Ayasofya Müzesi, bir çırpıda camiye dönüştürülüverdi ama ekmeğin/ suyun ve etin daha ucuza satılmasına neden olamadı. Ne işsizlik azaldı ne de Avro düştü.
İktidar, kendine yakışanı yaptı. Şov yapmış oldu. Cahilleştirilen ve yoksullaştırılan yığınlar da bunu alkışladı. Çok sayıda kişi toplu namaz kıldı/ sevaba girdi. Keşke koronaya da yakalanmasaydılar… Kendilerini oraya davet eden Cumhurbaşkanı herhalde o inançlı insanların tedavisi için elinden geleni yapar…

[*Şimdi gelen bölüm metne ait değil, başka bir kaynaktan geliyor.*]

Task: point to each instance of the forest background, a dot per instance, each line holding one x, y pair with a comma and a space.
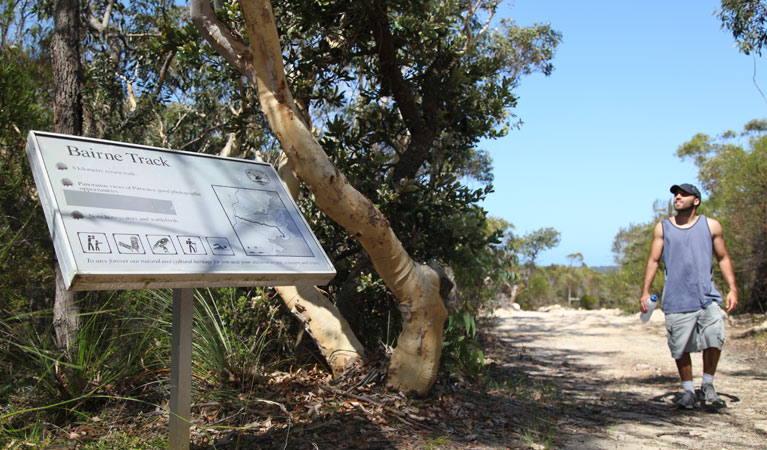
148, 77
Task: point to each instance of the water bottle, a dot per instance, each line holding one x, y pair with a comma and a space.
652, 302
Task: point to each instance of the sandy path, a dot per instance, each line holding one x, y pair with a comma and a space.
618, 381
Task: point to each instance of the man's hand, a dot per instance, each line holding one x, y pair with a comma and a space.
732, 300
643, 302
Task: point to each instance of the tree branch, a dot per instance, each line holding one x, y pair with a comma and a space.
231, 47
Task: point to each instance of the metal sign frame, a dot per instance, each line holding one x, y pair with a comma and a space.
125, 216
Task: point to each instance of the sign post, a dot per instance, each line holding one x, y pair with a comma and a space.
181, 369
125, 216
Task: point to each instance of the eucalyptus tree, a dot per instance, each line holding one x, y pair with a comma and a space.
405, 91
747, 20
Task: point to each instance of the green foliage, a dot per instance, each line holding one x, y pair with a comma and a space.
631, 247
732, 168
746, 20
233, 336
461, 352
25, 250
113, 353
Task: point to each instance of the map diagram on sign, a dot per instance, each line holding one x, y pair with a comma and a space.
262, 222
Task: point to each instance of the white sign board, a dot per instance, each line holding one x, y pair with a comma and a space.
124, 216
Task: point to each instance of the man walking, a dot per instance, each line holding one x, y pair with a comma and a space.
691, 302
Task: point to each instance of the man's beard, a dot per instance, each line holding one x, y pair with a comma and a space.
684, 209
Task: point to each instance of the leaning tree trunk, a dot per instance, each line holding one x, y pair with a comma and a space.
322, 320
68, 119
415, 361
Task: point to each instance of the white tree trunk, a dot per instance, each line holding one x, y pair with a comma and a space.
415, 361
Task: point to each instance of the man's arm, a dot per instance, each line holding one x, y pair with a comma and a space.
653, 261
725, 264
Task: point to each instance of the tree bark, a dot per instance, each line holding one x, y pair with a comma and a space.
67, 119
67, 70
415, 361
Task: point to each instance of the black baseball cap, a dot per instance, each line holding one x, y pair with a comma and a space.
686, 187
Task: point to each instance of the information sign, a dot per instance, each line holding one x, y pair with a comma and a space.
124, 216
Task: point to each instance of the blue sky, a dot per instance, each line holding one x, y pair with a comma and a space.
632, 82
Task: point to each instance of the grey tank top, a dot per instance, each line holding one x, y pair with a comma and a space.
688, 254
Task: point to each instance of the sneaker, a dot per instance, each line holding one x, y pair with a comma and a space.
686, 400
709, 398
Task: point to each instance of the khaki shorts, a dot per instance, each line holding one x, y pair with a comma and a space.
695, 331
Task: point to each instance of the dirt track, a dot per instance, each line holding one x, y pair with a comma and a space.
618, 381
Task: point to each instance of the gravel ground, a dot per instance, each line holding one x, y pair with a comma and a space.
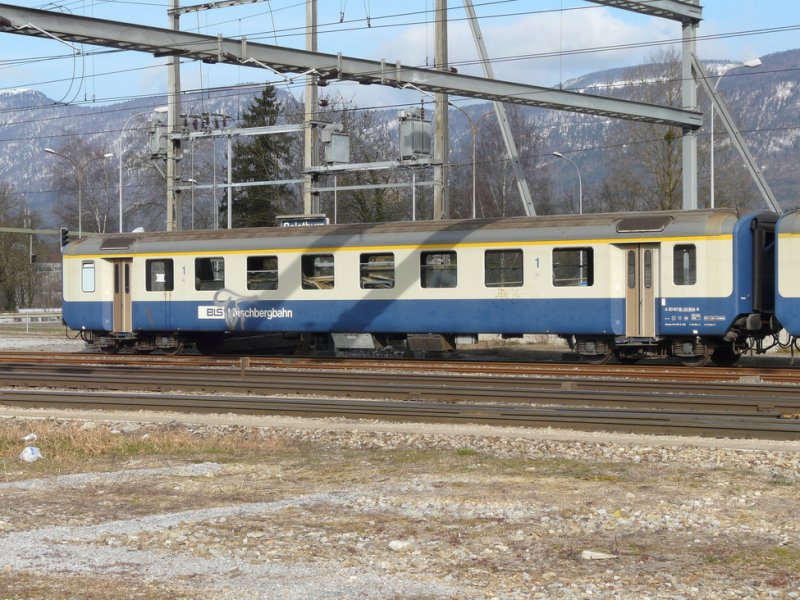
340, 509
337, 509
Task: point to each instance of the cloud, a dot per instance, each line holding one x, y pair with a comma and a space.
525, 49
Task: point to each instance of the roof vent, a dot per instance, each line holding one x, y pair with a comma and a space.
643, 224
117, 243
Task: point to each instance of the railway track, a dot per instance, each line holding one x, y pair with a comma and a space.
446, 392
569, 367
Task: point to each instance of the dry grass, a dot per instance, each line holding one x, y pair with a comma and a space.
67, 446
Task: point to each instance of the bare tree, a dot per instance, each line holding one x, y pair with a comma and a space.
497, 192
649, 160
84, 180
370, 141
17, 282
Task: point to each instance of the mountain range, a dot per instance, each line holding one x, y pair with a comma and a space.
764, 101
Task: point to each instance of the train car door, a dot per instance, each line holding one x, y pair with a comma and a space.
641, 273
122, 295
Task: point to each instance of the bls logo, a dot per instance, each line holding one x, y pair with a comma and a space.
210, 312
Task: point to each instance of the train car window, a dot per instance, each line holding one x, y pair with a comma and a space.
502, 268
438, 269
377, 271
158, 275
262, 272
209, 273
631, 269
684, 264
573, 267
87, 276
317, 271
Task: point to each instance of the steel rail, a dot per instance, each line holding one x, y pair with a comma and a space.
575, 368
453, 388
618, 420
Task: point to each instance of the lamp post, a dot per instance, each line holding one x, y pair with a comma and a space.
80, 168
473, 126
752, 63
580, 182
119, 155
193, 182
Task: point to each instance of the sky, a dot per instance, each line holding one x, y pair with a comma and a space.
526, 39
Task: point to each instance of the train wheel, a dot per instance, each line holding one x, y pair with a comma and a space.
626, 358
701, 360
725, 356
597, 359
176, 350
208, 344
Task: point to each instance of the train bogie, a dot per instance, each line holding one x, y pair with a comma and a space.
685, 284
787, 301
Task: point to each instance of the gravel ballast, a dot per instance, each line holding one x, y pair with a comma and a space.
337, 509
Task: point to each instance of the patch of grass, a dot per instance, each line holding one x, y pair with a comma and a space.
575, 469
66, 446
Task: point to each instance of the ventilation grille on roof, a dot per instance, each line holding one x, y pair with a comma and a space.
117, 243
643, 224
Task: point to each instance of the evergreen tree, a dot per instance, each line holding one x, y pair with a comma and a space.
259, 158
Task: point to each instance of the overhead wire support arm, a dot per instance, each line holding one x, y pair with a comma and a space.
736, 136
166, 42
210, 5
676, 10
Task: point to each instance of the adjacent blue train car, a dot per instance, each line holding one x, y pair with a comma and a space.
787, 300
689, 284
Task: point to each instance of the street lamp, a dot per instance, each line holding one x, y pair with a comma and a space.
752, 63
193, 182
580, 182
80, 168
473, 126
119, 155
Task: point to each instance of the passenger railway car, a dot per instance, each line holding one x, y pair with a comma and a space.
787, 301
695, 284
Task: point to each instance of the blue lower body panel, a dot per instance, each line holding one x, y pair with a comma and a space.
788, 312
674, 317
92, 316
696, 316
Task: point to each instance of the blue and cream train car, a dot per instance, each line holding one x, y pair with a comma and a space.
787, 301
687, 284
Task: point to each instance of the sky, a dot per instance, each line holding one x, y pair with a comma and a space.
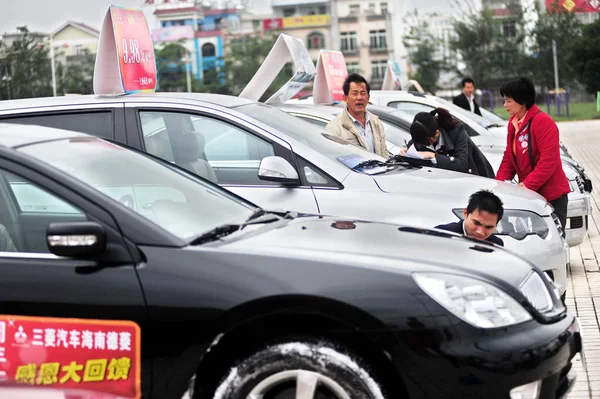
48, 15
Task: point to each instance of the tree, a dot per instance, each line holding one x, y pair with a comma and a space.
26, 67
585, 57
170, 68
76, 76
563, 27
492, 48
422, 49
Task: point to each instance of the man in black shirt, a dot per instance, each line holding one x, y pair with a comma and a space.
481, 216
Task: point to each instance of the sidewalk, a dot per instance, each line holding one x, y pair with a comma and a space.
582, 139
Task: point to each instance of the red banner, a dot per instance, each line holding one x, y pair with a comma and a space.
273, 23
336, 73
96, 355
134, 48
584, 6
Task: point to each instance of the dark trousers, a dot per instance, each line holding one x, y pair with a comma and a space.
560, 210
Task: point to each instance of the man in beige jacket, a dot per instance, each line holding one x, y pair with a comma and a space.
355, 124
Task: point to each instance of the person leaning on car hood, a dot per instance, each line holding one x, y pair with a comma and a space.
443, 140
357, 125
481, 216
533, 147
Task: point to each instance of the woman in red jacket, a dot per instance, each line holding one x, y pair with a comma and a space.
533, 148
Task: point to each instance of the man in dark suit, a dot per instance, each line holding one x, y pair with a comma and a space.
466, 100
481, 216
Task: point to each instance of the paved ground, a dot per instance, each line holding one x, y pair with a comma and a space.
583, 295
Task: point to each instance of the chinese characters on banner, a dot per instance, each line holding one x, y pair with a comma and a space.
96, 355
125, 62
331, 73
584, 6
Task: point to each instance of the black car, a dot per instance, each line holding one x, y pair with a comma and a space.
234, 301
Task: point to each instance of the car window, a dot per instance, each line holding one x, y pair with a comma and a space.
25, 213
213, 149
97, 123
395, 135
170, 197
410, 107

Ekonomik krizi çözemeyen iktidar, halkı oyalamak için elinden ne geliyorsa yapıyor.
Son olarak Cumhurbaşkanı, 'müjde' vereceğini söyleyip 83 milyonu heyecanlandırdı. Karadeniz’de 320 milyar metreküplük doğalgaz rezervi bulunduğunu açıkladı.
Yandaş medya ve cahilleştirilmişler/ yoksullaştırılmışlar ordusu bir sevindi bir sevindi ki sormayın…
O ne?
2002’den bu yana yeni doğalgaz yatakları bulunduğunu açıklamayan enerji bakanının olmadığı ortaya çıktı… Aynı müjdenin daha önce sekiz kez verildiği anlaşıldı.
Açıklanmasına açıldı ama öte yandan da petrol mühendisi Necdet Pamir gerçeğin altını çizdi: "Tek bir kuyu üzerinden rezerv açıklanmasının bilimsel bir değeri yok."
Enerji profesörü Volkan Ediger ise "Eğer bir Türk mucizesi yaratılmazsa doğalgazın çıkarılması 6-7 yıllık bir süreç." dedi.
Nerden baksan bir kandırmaca olduğu ortada…
Biraz geriye gidecek olursak…
AKP’nin ilk enerji bakanı Hilmi Güler "Karadeniz’de doğalgaz bulduk." dedi.
Taner Yıldız, "Karadeniz’de doğalgaz bulduk." dedi. Ali Rıza Alaboyun, "Tüm zamanların arama rekorunu kırdık. 3,7 milyar metreküp doğalgaz çıkardık." dedi.
Berat Albayrak enerji bakanıyken, "Attığımız adımlarla doğalgaz daha da ucuzlayacak. Gazlaştırmada dünya rekoru kırdık." dedi.
Fatih Dönmez, "Tekirdağ’da doğalgaz bulduk." dedi.
Recep Tayyip Erdoğan, 31 Mart yerel seçimler öncesinde "Trakya’da doğalgaz keşfettik. Üç milyar metreküp rezerve sahip…" demişti.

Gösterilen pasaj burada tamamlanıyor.